Invariants
invariant clauses attach facts to loops. A loop invariant must hold before the
first iteration and after each loop back-edge.
Syntax
func:count_down = int32(int32:x)
requires x >= 0i32
{
while (x > 0i32) invariant x >= 0i32 {
x -= 1i32;
}
pass(x);
};
Multiple invariant expressions are comma-separated:
while (i < n) invariant i >= 0i32, sum >= 0i32 {
sum += i;
i += 1i32;
}
Entry and back-edge obligations
The compiler checks two points:
- Entry: the invariant must hold before the first possible iteration.
- Back-edge: after the loop body executes and control jumps back to the condition, the invariant must still hold.
v0.34.4 added Z3 entry obligations and --debug-contracts runtime entry/back-edge
checks.
Runtime checking under debug contracts
When a fact is runtime-dependent and --debug-contracts is enabled, the compiler
keeps a runtime guard. A failing runtime invariant follows the normal Result/failsafe
path used by contract checks in that build mode.

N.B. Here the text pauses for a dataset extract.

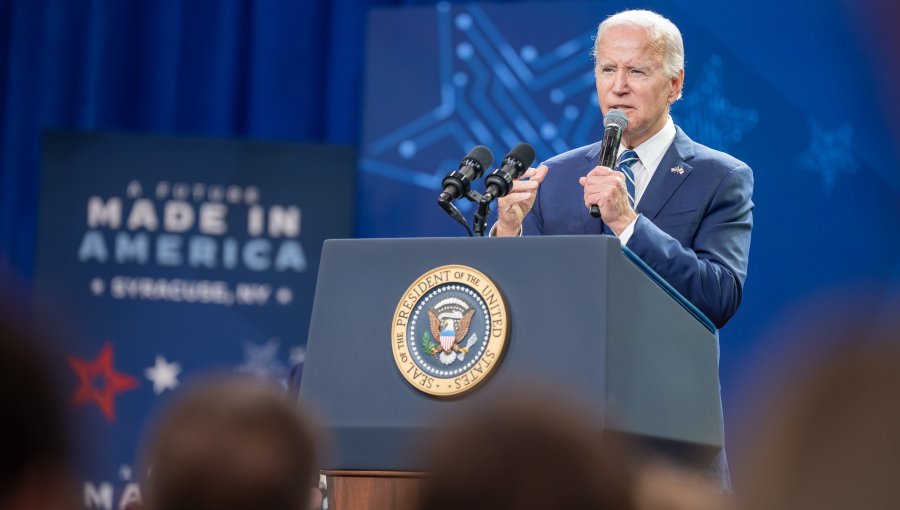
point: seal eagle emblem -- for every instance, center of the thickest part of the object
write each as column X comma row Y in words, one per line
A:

Example from the v0.34.4 regression shape:
func:bad_entry = int32() {
int32:i = 0i32;
while (i < 1i32) invariant i == 1i32 {
i += 1i32;
}
pass(i);
};
The invariant is false at entry, so the debug runtime check catches it before the body can repair it.
Purity rules
Invariant clauses must be boolean and solver-friendly. v0.34.4 locks two clear front-end diagnostics:
- ARIA-071 / ARIA-INVARIANT-NON-BOOL for non-boolean invariant expressions.
- ARIA-072 / ARIA-INVARIANT-IMPURE for calls or recursive expressions inside invariant clauses.
Practical pattern
Start with facts that are already visible at loop entry:
func:sum_to_n = int32(int32:n)
requires n >= 0i32
{
int32:i = 0i32;
int32:sum = 0i32;
while (i < n) invariant i >= 0i32, sum >= 0i32 {
sum += i;
i += 1i32;
}
pass(sum);
};
Then add stronger facts only when the verifier has enough local evidence.